L’ambition française est aussi d’attirer les « meilleurs talents internationaux ». Ainsi, « Quinze à 20 talents bénéficieront de subventions de trois à cinq millions d’euros » a indiqué Emmanuel Macron. Des start-up et les PME pourront bénéficier d’une enveloppe d’un milliard d’euros en prêts et subventions provenant de la Banque publique d’investissement (BPI), qui fournira un autre milliard pour l’investissement. Les fonds proviendront principalement du programme d’investissement d’avenir auquel s’ajouteront des crédits européens.

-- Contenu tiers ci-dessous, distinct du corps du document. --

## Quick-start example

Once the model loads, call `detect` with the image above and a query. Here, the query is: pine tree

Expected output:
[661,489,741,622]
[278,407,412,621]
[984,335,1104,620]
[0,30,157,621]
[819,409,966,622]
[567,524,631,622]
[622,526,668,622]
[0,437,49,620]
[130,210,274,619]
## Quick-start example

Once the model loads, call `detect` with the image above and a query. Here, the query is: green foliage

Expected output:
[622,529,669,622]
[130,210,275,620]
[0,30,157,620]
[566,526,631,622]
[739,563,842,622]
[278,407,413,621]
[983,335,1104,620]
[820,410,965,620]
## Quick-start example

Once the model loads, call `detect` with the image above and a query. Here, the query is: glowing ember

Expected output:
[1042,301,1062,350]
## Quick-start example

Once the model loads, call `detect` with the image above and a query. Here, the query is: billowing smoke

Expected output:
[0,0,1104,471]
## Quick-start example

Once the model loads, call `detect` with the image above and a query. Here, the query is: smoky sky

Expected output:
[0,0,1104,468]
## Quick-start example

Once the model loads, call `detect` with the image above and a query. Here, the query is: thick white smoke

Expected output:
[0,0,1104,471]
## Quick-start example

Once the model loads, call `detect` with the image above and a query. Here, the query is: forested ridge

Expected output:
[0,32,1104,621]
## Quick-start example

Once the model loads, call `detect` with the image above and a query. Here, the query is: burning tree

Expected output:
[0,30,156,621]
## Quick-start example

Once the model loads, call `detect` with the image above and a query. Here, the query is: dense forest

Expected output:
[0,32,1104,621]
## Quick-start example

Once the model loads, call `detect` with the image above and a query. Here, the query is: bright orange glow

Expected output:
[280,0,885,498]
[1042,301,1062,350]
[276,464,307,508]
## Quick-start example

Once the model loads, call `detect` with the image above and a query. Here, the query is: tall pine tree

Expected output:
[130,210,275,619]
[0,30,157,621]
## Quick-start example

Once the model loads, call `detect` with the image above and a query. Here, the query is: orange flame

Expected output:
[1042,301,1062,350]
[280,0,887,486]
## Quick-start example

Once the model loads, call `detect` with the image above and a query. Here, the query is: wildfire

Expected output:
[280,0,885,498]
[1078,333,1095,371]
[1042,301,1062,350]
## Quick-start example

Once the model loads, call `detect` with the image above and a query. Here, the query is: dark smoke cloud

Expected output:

Le Chef de l’Etat a aussi annoncé la création d’une agence d’innovation en santé qui a manqué cruellement pendant toute la pandémie, selon l’exécutif, elle sera le fer de lance de cette nouvelle stratégie. L’agence ambitionne d’être ainsi « un guichet unique » pour les entrepreneurs. « Il est important d’avoir un pivot qui pourra faire le lien entre différentes agences, entre le secteur pharmaceutique et la recherche publique » souligne l’Elysée. « Il s’agira de gagner en efficacité, de remédier à une trop grande fragmentation des intervenants et plus globalement de relancer un secteur souverain qui a souffert ces derniers mois ». ■
Une stratégie claire
1 milliard d’euros pour renforcer notre capacité de recherche biomédicale.
• Soutenir des projets de recherche intégrés en santé.
• Attirer ou maintenir en France les chercheurs de très haut niveau.
• Mettre en place de nouvelles formations pour accompagner les mutations de la recherche et des industries de santé.
Investir dans les domaines en santé de demain.
• 800 millions d’euros pour soutenir le développement de biothérapies.
• 650 millions d’euros pour passer à la médecine 5P (préventive, personnalisée, prédictive, participative et basée sur les preuves) et faire émerger des champions français.
• 750 millions d’euros pour se préparer aux pandémies.
Soutenir l’industrialisation des produits de santé sur le territoire français.
• 1,5 milliard d’euros supplémentaires pour pérenniser l’investissement et la relocalisation en France des industries de la santé.
• 2 milliards d’euros pour renforcer l’investissement de Bpifrance dans le domaine de la santé en 5 ans.
Créer l’agence d’innovation en santé, une structure d’impulsion et de pilotage stratégique de l’innovation en santé.
• Définir une stratégie nationale d’innovation en santé et assurer sa mise en œuvre.
• Être l’interlocuteur privilégié et connu des acteurs de l’innovation en santé.